ニューヨーク市で開催されたGoogleの「There’s No Place Like Chrome」イベントでのDark Reading News Deskのインタビューにて、Googleのカスタマーエンジニアリング責任者であるLoren Hudziakが、Chrome EnterpriseとChrome OSが今日進化し続けるサイバーセキュリティの課題にどのように対応しているかについて語ります。Hudziakは、攻撃者が技術的な脆弱性ではなくソーシャルエンジニアリングを通じて人間の弱点を狙う傾向が強まっていると述べ、これを「シリコンベースの問題」から「カーボンベースの問題」への移行と表現しています。

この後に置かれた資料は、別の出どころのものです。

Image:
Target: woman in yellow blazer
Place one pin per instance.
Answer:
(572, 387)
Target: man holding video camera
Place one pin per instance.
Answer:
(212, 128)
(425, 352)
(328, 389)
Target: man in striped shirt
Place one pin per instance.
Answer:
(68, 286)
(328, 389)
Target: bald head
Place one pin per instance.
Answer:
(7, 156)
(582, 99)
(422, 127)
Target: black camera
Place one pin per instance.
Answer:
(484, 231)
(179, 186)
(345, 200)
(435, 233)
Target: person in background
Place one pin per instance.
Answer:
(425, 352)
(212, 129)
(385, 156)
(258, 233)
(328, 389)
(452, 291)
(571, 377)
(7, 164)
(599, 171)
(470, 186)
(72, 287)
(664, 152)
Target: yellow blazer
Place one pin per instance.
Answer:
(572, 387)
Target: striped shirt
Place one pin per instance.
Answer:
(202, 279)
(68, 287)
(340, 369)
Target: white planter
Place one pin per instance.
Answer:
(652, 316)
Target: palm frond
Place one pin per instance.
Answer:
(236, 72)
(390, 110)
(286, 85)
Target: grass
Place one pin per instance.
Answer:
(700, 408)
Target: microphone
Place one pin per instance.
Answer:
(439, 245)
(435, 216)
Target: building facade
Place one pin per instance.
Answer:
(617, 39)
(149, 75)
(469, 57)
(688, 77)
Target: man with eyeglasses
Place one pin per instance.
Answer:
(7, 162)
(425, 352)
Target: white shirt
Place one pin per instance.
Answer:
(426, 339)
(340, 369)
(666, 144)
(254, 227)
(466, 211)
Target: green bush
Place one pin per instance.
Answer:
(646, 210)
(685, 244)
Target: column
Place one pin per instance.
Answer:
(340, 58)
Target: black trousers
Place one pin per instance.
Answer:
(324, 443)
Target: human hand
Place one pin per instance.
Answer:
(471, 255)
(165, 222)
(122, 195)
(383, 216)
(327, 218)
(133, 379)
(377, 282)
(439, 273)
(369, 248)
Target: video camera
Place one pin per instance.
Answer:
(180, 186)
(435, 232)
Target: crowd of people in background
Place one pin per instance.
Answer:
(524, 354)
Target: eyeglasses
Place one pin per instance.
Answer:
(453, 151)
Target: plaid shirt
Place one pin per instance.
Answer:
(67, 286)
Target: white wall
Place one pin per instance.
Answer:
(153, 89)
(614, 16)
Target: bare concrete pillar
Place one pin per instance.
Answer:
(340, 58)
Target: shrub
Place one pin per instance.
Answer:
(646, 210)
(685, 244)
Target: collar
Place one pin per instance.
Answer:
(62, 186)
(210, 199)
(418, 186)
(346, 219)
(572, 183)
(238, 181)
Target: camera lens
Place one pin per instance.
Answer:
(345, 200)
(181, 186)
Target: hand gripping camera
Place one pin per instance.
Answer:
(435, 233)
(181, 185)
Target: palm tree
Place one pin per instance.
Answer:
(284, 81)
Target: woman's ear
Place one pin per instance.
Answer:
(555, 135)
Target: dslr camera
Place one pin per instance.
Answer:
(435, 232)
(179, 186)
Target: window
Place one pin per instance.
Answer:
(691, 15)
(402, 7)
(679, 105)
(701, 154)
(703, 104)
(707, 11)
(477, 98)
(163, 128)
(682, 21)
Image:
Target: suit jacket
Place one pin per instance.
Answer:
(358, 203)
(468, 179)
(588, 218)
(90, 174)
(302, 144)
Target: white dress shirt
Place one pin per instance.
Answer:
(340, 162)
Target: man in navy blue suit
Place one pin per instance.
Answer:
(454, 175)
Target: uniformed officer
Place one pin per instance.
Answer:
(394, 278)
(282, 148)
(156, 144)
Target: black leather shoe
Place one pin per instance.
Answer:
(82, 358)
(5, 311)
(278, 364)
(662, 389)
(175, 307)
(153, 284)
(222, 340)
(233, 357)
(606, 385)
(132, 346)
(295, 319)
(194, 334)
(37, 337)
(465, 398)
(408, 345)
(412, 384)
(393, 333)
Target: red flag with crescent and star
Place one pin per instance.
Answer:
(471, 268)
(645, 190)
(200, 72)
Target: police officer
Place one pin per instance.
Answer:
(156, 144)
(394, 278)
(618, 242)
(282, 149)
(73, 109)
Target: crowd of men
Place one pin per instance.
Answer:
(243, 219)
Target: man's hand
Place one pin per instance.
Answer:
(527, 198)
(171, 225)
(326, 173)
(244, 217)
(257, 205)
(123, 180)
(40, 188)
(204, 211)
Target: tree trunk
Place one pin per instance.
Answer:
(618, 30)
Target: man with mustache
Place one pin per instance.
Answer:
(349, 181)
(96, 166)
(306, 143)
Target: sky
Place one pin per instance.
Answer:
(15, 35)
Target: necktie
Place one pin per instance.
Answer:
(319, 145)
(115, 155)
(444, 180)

セキュリティ制御は、これまでの断片的なエンドポイントソリューションではなく、ブラウザレベルで実装できるようになりました。このアプローチにより、デバイスの状態、ユーザーの身元、アクセス権限、データの取り扱いを検証しつつ、生産性を損なわないユーザー体験を維持することが可能です。

この書き起こしは明瞭さのため編集されています。

Terry Sweeney(Dark Reading寄稿編集者):Dark Reading News Deskへようこそ。Dark Readingの寄稿編集者、Terry Sweeneyです。今回はニューヨーク市で開催されているGoogleの「There’s no place like Chrome」イベントからお届けしています。ここでGoogleのカスタマーエンジニアリング責任者、Loren Hudziakさんにご参加いただきます。Lorenさん、本日はNews Deskにご出演いただきありがとうございます。

Loren Hudziak(Google カスタマーエンジニアリング責任者):もちろんです、Terry。ここに来られてとても嬉しいです。

Sweeney:ご存知の通り、脅威の状況は常に進化しています。新しい種類のランサムウェアやフィッシング攻撃は、AIの力もあり、ますます巧妙になっています。Chrome EnterpriseやChrome OSが、組織がこの非常にダイナミックな環境を乗り越えるのにどのように役立っているかについてお話しください。

Hudziak:はい、非常に興味深いポイントを挙げていただきました。脅威の状況は常に進化し続けていますが、今はその進化のスピードが格段に速くなっています。私が「シリコンベースの問題」と呼ぶ多くの問題はすでに解決されてきましたが、今起きているのは「カーボンベースの問題」で、多くの人が騙されたり、認証情報を漏らすように仕向けられたりしています。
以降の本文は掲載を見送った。